The 22nd annual IBBY/NCRCL MA Conference took place on 14 November 2015 at the University of Roehampton. This year’s theme was ‘Steering the Craft: Navigating the process of creating children’s books in the 21st century’. This week on the NCRCL blog, alumni and current NCRCL students will be reporting on various aspects of the conference, including the speakers, panellists and parallel sessions. 

Hidden histories of illustration: Parallel session E

By Lesley Smith

Two speakers talked about the illustration of children’s books, showing lots of examples.

First up was Sarah Lawrance, with her talk “Drawn from the Archive – hidden histories of illustration“.

Sarah works at Seven Stories which is the National Centre for Children’s Books in Newcastle. One important function of the centre is to collect and store book illustrations. They have 35,000 books dated from the 1930s onwards. The material ranges from wood engravings to digital art, sometimes showing the development of a work from original sketches, sometimes showing the life’s work of an artist.

Preserving this material enables researchers to:

  • explore the creative and design processes which have shaped a book
  • trace developments in printing
  • understand how artistic aims sometimes conflict with commercial ones.

Two hundred and fifty authors and illustrators are represented, including Ruth Gervis, Edward Ardizzone, Judith Kerr and Sarah Garland. See the Seven Stories website and blog for more information and plan a trip to Newcastle!

Parallel Session E

Victorian lunatic asylums really did stage tea parties, and Carroll visited one – inspiration for the Mad Hatter’s Tea Party, explained Franziska E. Kohlt.

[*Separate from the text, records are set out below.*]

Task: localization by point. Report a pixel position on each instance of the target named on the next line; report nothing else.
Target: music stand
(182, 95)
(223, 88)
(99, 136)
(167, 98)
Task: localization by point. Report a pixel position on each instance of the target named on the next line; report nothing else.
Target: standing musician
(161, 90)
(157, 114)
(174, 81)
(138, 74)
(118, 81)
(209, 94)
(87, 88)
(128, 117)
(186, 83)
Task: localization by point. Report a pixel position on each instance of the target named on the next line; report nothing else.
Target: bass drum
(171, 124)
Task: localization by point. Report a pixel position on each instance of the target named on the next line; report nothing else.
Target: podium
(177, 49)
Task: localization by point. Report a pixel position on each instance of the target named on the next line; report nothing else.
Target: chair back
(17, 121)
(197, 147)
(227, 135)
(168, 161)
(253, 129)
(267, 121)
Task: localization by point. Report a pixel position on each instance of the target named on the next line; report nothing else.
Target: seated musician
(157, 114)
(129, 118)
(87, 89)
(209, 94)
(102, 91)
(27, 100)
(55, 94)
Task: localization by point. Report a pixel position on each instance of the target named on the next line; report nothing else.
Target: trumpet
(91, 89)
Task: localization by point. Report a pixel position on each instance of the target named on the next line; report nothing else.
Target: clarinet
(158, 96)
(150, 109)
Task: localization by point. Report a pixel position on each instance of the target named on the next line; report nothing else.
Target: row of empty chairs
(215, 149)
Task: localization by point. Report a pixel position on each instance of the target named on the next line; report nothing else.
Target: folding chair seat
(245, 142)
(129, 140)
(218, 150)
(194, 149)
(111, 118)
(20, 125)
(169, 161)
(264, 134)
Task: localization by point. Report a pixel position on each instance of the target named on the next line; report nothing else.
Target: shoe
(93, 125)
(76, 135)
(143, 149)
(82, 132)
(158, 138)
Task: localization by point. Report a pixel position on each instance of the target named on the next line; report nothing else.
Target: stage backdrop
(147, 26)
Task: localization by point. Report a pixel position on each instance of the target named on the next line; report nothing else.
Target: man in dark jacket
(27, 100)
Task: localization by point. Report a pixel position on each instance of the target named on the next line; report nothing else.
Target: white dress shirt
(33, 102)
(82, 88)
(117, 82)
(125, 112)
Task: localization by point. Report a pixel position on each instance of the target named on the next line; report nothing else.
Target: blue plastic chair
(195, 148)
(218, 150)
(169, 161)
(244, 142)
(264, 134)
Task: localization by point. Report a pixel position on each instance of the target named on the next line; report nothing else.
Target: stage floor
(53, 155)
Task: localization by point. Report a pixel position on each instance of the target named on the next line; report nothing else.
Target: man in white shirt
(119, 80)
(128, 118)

Next up was Franziska E. Kohlt, from the University of Oxford, who spoke on “Illustrating Alice, Then and Now: Victorian Visual Culture and the Politics of Modern Children’s Book Illustration and Adaptation”.

Franziska said Alice has proved to be a successful franchise for 150 years. Her adventures in Wonderland and Through the Looking Glass have been reprinted many times and adapted for stage, screen and video games.

Originally, Lewis Carroll illustrated the story himself, but he was no artist, so employed Tenniel to improve on his efforts. Tenniel worked as a cartoonist for “Punch” and his illustrations reflect his own social/political stance.

Their relationship was not smooth, but some collaboration occurred: Carroll scrapped a scene featuring wasps when Tenniel refused to draw them. The Mad Hatter’s Tea Party is less fantastical than we might think – lunatic asylums did stage tea parties and Carroll had visited one.

Franziska displayed many different examples of artwork but made the point that few illustrators have managed to completely break free from Tenniel’s influence, even though Alice has experienced sex, drugs and rock-and-roll in the 1960s and travelled as far as Japan!

In conclusion: Alice is a scary book – it makes abstract ideas visible and, as society changes, so does Alice.

Lesley Smith is a distance learning student on the MA Children’s Literature programme at Roehampton University.